Morgan snorted. “She can’t have vanished. I know she’s somewhere, and sooner or later someone here is bound to hear from her.”

“Very well then, I suggest you wait it out at my place. At least I won’t have to worry about the sorry lot of you getting tossed in the stocks for public drunkenness.”

“I’m not going anywhere,” Morgan snarled. “Not until I find her.”

Jake ignored him. “Ushakii, you and Cookie grab him and be ready to hold him, because if he doesn’t come willingly, I’m going to knock him unconscious.”

“Go ahead and try!”

The next thing Morgan knew, the world turned dark.

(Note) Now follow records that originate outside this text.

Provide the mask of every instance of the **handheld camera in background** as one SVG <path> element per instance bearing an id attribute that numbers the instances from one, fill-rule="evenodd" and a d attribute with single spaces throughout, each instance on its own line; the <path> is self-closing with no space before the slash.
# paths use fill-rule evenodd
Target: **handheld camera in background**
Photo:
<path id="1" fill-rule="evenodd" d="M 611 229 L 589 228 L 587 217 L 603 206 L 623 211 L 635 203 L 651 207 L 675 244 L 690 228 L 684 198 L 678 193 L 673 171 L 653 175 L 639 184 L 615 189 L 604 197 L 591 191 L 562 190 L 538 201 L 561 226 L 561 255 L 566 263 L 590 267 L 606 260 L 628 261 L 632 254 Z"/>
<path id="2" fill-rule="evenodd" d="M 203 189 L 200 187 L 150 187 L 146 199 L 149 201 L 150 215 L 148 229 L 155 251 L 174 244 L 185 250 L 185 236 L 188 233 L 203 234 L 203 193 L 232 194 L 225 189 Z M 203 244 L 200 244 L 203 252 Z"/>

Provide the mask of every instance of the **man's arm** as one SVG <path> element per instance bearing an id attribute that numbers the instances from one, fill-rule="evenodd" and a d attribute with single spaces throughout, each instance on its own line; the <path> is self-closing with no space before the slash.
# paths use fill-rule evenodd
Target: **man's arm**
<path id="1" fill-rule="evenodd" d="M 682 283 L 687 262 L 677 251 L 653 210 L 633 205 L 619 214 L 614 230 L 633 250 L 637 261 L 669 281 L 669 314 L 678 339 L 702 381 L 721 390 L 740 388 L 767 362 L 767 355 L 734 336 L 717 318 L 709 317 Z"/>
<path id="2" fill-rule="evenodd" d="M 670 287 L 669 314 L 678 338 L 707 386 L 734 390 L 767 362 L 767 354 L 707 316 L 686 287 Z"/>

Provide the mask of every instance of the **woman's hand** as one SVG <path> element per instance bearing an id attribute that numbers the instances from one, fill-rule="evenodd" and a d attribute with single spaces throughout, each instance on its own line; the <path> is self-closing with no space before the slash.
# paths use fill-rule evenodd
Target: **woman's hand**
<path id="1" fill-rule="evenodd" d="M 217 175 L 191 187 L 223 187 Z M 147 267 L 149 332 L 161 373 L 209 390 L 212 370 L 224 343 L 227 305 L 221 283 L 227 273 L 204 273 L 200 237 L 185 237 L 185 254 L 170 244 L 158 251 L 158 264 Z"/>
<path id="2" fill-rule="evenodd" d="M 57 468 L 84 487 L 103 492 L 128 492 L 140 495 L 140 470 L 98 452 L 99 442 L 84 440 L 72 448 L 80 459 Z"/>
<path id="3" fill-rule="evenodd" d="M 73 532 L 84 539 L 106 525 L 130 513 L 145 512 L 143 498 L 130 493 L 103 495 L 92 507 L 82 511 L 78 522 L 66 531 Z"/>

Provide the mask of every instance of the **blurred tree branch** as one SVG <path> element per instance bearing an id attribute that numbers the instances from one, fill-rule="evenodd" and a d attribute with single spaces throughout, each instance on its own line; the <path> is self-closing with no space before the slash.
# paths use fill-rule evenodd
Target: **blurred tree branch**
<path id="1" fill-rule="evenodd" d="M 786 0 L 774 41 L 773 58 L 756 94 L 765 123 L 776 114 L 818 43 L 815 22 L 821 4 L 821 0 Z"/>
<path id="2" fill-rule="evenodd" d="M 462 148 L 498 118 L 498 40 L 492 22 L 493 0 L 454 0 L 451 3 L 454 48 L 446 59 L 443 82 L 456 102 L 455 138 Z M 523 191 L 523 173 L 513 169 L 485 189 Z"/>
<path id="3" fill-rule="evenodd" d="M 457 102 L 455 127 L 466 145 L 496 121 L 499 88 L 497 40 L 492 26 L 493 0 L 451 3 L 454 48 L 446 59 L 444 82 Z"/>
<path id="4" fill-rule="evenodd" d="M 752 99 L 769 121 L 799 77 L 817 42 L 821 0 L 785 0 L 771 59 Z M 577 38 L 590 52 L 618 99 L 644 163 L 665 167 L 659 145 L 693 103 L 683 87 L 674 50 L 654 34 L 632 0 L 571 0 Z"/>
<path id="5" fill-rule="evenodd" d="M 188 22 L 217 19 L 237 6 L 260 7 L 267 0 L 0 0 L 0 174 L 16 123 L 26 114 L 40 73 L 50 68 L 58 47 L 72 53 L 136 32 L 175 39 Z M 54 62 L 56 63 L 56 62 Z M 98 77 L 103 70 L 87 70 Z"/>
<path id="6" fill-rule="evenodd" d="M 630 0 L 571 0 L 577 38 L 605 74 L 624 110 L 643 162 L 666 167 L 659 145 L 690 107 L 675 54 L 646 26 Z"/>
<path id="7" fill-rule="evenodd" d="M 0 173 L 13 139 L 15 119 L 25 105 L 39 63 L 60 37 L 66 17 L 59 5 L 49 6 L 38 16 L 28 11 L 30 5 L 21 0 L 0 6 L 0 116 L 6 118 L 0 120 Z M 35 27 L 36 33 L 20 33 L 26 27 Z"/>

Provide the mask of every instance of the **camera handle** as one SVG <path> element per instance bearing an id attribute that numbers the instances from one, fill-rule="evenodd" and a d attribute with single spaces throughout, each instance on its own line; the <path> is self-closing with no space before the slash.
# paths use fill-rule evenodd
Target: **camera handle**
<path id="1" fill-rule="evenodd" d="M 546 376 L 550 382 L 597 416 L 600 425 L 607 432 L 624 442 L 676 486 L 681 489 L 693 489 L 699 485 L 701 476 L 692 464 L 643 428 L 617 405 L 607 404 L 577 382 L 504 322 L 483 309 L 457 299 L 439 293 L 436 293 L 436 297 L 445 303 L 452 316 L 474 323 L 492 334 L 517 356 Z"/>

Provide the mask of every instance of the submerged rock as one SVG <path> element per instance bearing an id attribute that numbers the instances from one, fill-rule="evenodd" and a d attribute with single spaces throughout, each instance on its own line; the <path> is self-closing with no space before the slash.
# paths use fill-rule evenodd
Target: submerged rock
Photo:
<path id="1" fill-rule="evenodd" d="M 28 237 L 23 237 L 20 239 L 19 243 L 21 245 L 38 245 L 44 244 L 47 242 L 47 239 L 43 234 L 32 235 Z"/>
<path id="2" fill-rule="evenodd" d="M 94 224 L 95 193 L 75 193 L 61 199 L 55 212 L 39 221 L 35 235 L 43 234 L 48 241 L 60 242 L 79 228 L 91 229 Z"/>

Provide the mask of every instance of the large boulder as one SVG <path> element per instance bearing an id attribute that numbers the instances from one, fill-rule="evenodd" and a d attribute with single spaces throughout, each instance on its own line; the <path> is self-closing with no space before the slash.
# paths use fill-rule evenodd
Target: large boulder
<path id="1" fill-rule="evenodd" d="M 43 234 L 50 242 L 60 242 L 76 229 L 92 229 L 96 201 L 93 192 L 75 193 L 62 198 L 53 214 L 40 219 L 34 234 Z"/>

“You wield a nasty blow, Captain,” Cookie said to Jake as they dumped Morgan into a rented wagon.

“Aye, and it’s not the first time I’ve had to use it on Lord and Mighty Hard-Head.” Jake looked at his unconscious friend and shook his head. “What the hell happened to him anyway? He looks like he just crawled out of a pigsty.”

And he did.

Never had Jake seen Morgan look so disgusting. His unkempt hair hung lankly about his shoulders. Morgan had a thick beard on a face that had never known more than an afternoon’s stubble, and his clothes looked and smelled as though they hadn’t been changed in a long, long while.

“He’s been a raving loon,” Barney said, stepping up to take the driver’s seat of the wagon. “We stayed for a day at Santa Maria and then the captain decided it was time we went to find the lass.”

“Then that storm hit,” Cookie interrupted. “Knocked us off course so that we had a time finding the Colonials.”

“And by the time we did,” Barney finished, “you and Serenity had already gone ashore.”

Barney shook his head. “I haven’t seen him so grief-stricken and angry since Penelope died.”

Jake swallowed at his words. He remembered that time in Morgan’s life only too well.

Poor Morgan. His pride had always gotten the better of him, and this time…

“I think I know something that might help him out.” Jake retrieved his horse from the nearby hitching post, then returned to the wagon. “Follow me.”

He mounted his horse and led them the ten miles to his plantation home just outside of Savannah.

No sooner had they entered the stable than Lorelei came rushing out, holding baby Nicholas in her arms. Jake smiled at his wife. Her red hair was swept up around her head in an intricate braid and the color was high in her cheeks.

She was every bit as beautiful as she’d been the first day he’d met her.

“What do you think you’re doing?” she asked, enunciating each word in such a way as to convey her pique.

“’Tis my good deed for the year.” He dismounted and handed his horse over to one of the stable boys.

She cuddled the cooing baby up to her shoulder and narrowed her gaze on him. “You can’t bring him here, you promised.”

“I promised I wouldn’t say anything, I never said I wouldn’t bring him.”

“Jacob,” she said in warning.

“Lorelei,” he responded with a laugh. “Trust me.”

She rolled her eyes as she patted the baby on the back. “I don’t even want to think about what happened the last time you said that to me.”